The crime data had a lot of incident reports that were ambiguous in description. The most common offense description was “investigate person”. To clean the data, I started by manually going through the various offense codes in the website and made a Tier list of crimes that I will use for further analysis. The tier list I have created is as follows: 

Tier 1 – Murder, Manslaughter, Rape
Tier 2 – Arson, Aggravated assault and Battery
Tier 3 – Non violent crimes like Larceny, Burglary ,Robbery and Breaking & Entering
Tier 4 – Vandalism and Vehicular accidents 

Alongside these I created a separate tier for drug related crimes. 

After this step I eventually had a dataset of 216k instances of incidents belonging to one of these 5 tiers. 

November 15, 2023

For Project 3, since we have the freedom to choose the dataset from the Analyze Boston website, we have chosen to work with the CRIME INCIDENT REPORTS dataset. This is a comprehensive database with all the reported crimes that occurred in the districts of Boston. This dataset contains reports on all kinds of incidents ranging from small misdemeanors to serios felonies like manslaughter. 
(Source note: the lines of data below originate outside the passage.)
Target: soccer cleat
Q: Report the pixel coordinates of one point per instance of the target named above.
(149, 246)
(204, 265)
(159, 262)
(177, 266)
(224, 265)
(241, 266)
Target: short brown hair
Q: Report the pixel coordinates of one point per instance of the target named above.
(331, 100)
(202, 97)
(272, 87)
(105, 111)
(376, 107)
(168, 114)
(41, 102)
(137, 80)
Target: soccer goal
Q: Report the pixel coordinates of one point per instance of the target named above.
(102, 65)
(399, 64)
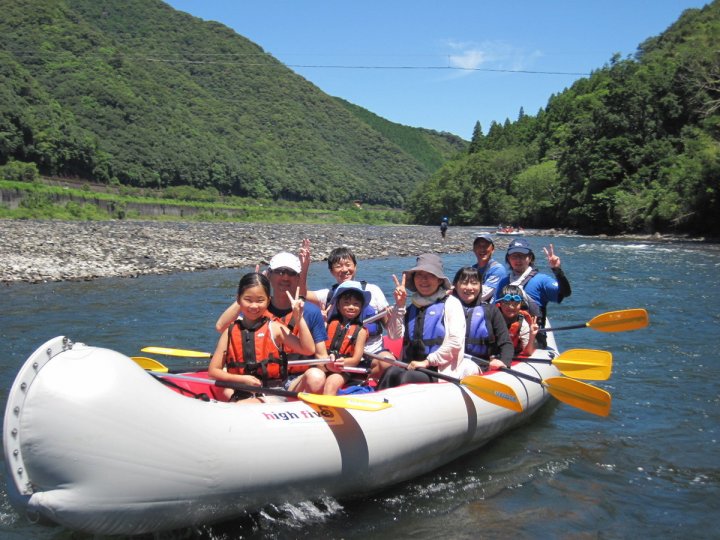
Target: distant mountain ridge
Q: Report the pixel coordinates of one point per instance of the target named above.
(137, 93)
(634, 147)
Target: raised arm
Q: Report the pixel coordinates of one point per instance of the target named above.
(564, 289)
(396, 320)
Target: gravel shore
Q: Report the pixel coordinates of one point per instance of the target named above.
(38, 251)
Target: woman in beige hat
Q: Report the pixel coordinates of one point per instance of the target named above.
(432, 327)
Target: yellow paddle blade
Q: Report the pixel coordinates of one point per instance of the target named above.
(579, 394)
(344, 402)
(493, 391)
(620, 321)
(149, 363)
(175, 352)
(585, 364)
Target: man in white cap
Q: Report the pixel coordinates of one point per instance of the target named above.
(491, 272)
(284, 275)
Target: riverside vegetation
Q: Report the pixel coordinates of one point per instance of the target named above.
(135, 94)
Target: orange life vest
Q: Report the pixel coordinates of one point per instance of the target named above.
(342, 338)
(287, 352)
(252, 351)
(514, 329)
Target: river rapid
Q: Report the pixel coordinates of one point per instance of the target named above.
(650, 469)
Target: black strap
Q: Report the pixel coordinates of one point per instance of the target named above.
(202, 396)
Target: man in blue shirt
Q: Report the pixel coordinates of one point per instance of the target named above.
(541, 288)
(491, 272)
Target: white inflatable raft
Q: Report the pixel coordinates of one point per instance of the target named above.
(96, 444)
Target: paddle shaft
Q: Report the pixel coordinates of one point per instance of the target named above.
(428, 372)
(507, 369)
(612, 321)
(556, 328)
(229, 384)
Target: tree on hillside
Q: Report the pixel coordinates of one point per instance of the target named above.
(477, 138)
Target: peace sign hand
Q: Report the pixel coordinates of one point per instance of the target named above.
(304, 254)
(553, 260)
(297, 304)
(400, 292)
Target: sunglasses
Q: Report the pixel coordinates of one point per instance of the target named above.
(285, 272)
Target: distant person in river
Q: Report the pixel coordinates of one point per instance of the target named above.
(432, 328)
(284, 276)
(343, 266)
(486, 334)
(346, 334)
(538, 289)
(522, 326)
(249, 352)
(491, 272)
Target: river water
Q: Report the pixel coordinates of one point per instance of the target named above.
(650, 469)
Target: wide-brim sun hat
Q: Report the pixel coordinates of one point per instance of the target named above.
(285, 260)
(484, 236)
(351, 285)
(427, 262)
(519, 245)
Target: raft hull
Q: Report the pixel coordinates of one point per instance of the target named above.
(94, 443)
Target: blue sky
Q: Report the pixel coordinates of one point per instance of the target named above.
(411, 49)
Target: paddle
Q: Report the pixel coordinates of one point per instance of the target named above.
(585, 364)
(338, 402)
(175, 352)
(612, 321)
(153, 365)
(488, 389)
(575, 393)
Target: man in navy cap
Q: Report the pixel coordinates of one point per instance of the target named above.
(541, 288)
(491, 272)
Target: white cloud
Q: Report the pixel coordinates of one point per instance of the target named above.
(489, 55)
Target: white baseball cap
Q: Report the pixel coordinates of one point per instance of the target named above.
(285, 260)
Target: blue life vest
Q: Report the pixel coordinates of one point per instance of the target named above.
(478, 336)
(373, 328)
(424, 330)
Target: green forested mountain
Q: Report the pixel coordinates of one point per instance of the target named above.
(134, 92)
(635, 147)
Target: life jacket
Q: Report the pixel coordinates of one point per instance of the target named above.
(424, 330)
(252, 351)
(478, 332)
(342, 337)
(515, 327)
(287, 352)
(374, 328)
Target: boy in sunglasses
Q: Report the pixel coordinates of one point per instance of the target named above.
(522, 326)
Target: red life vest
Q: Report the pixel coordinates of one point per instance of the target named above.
(342, 338)
(514, 329)
(252, 351)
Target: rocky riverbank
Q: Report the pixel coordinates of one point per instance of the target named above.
(38, 251)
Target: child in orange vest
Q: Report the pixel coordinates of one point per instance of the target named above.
(257, 363)
(522, 327)
(346, 335)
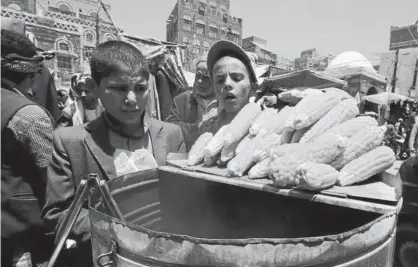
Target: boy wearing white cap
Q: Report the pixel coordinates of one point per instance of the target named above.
(234, 80)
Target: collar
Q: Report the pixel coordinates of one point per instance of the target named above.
(117, 127)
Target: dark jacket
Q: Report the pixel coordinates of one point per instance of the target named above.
(81, 150)
(184, 114)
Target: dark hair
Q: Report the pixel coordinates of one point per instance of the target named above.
(14, 42)
(114, 55)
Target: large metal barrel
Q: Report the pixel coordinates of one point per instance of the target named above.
(174, 220)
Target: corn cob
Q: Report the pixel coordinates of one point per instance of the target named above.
(240, 164)
(243, 161)
(240, 125)
(286, 136)
(366, 166)
(243, 145)
(299, 134)
(265, 120)
(260, 170)
(196, 153)
(349, 128)
(217, 143)
(283, 169)
(302, 105)
(316, 176)
(318, 107)
(413, 136)
(365, 140)
(281, 118)
(209, 161)
(342, 94)
(344, 111)
(266, 143)
(295, 95)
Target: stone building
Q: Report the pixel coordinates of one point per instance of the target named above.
(265, 55)
(200, 23)
(67, 27)
(361, 76)
(312, 59)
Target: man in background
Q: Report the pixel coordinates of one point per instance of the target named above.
(26, 146)
(192, 108)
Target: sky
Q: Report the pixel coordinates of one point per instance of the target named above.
(289, 26)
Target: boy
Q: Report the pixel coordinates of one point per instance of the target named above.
(112, 145)
(192, 108)
(234, 80)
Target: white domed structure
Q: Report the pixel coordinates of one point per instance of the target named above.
(351, 59)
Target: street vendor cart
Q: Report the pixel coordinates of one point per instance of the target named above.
(196, 216)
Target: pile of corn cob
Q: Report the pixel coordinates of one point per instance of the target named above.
(318, 142)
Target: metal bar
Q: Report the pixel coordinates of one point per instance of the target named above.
(67, 224)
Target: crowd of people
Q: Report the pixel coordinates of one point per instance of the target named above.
(52, 139)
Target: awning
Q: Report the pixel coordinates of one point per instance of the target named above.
(384, 98)
(190, 76)
(234, 31)
(200, 21)
(305, 78)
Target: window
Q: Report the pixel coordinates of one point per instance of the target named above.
(225, 18)
(93, 14)
(89, 37)
(213, 32)
(64, 47)
(14, 6)
(202, 10)
(87, 50)
(64, 7)
(200, 27)
(206, 47)
(64, 62)
(187, 24)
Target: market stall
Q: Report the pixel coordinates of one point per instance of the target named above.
(306, 185)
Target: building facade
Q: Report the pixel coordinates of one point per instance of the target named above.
(265, 56)
(311, 59)
(403, 37)
(67, 27)
(199, 24)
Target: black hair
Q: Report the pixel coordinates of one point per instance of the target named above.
(14, 42)
(112, 56)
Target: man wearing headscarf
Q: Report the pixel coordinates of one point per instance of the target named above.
(26, 148)
(82, 104)
(193, 107)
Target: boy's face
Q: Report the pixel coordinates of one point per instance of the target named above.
(124, 94)
(202, 83)
(232, 84)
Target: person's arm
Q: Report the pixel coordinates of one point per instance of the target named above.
(60, 191)
(190, 130)
(33, 128)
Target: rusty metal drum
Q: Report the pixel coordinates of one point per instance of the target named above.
(173, 220)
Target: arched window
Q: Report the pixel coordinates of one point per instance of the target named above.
(200, 26)
(89, 37)
(64, 7)
(31, 37)
(14, 6)
(109, 37)
(206, 47)
(187, 23)
(196, 46)
(213, 30)
(93, 14)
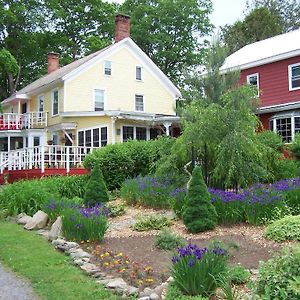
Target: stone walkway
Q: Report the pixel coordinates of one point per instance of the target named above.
(14, 288)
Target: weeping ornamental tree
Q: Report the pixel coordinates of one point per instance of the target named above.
(198, 214)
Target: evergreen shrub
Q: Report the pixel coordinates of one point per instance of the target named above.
(198, 214)
(121, 161)
(96, 191)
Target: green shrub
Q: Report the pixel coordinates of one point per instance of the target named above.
(285, 229)
(166, 240)
(30, 195)
(128, 160)
(196, 271)
(174, 293)
(151, 223)
(278, 278)
(150, 191)
(116, 210)
(198, 214)
(82, 224)
(238, 275)
(96, 191)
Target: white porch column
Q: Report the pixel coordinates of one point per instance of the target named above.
(113, 130)
(167, 126)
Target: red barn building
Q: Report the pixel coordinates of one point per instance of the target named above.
(273, 65)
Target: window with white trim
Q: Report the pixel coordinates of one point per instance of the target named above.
(138, 73)
(99, 100)
(94, 137)
(55, 103)
(286, 126)
(107, 67)
(294, 77)
(253, 79)
(139, 102)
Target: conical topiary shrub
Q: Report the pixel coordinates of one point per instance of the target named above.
(96, 190)
(198, 213)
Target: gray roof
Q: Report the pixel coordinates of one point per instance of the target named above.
(58, 74)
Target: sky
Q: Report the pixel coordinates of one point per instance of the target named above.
(225, 11)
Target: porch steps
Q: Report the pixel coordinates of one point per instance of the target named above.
(15, 175)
The dataset contains data about the date, time and location that the incident occurred as well as an offense code and description. I intend to utilize this dataset to conduct an analysis as to how the safety standards in the city of Boston have changed over the years. 

November 6, 2023

K Means Clustering

In class the discussion was conducted on the different clusters formed in the state of California when the coordinates are plotted on a map. I did a similar clustering analysis for the next two most prominent states – Texas and Florida. I also did a similar analysis for all the states in the East coast of the USA.

A similar trend is seen in both these states. There are big clusters formed around big cities like Houston, San Antonio in Texas and Jacksonville and Miami in Florida.

November 3, 2023

Logistic Regression 

I created dummies for the categorical data in the dataset in order to perform Logistic regression. The data was again split into test and train datasets with a 30 –70 split. The logistic regression model was trained on the training dataset. The model report is shown below. 

The precision when predicting white is 0.67 and when predicting black is 0.66. This is to be expected since the number of instances for white and black is way more than the other races. The recall score for white is 0.78 and for black is 0.61.  

F1 score for white was 0.72 and for black was 0.61. The image below shows the full classification report. 

The total accuracy score for the logistic regression model was 0.648. 

November 1, 2023

Random Forest Classifier 

I performed categorical encoding on the dataset to remove all string values and convert everything into numerical values. This is done because most machine learning models work only with numerical values. 

I split the dataset into train and test sets using the sklearn train_test_split function into a 70-30 split. The data was then run through a random forest classifier model. The features used were as follows: age, manner of death, gender, sign of mental illness, threat level, body camera, latitude and longitude, share of each race in that city.  

The accuracy score after testing the dataset in predicting the race from the other variables was 0.618. GridSearch cross validation was performed to find the best selection of parameters for this specific model, however, the change in accuracy was minimal.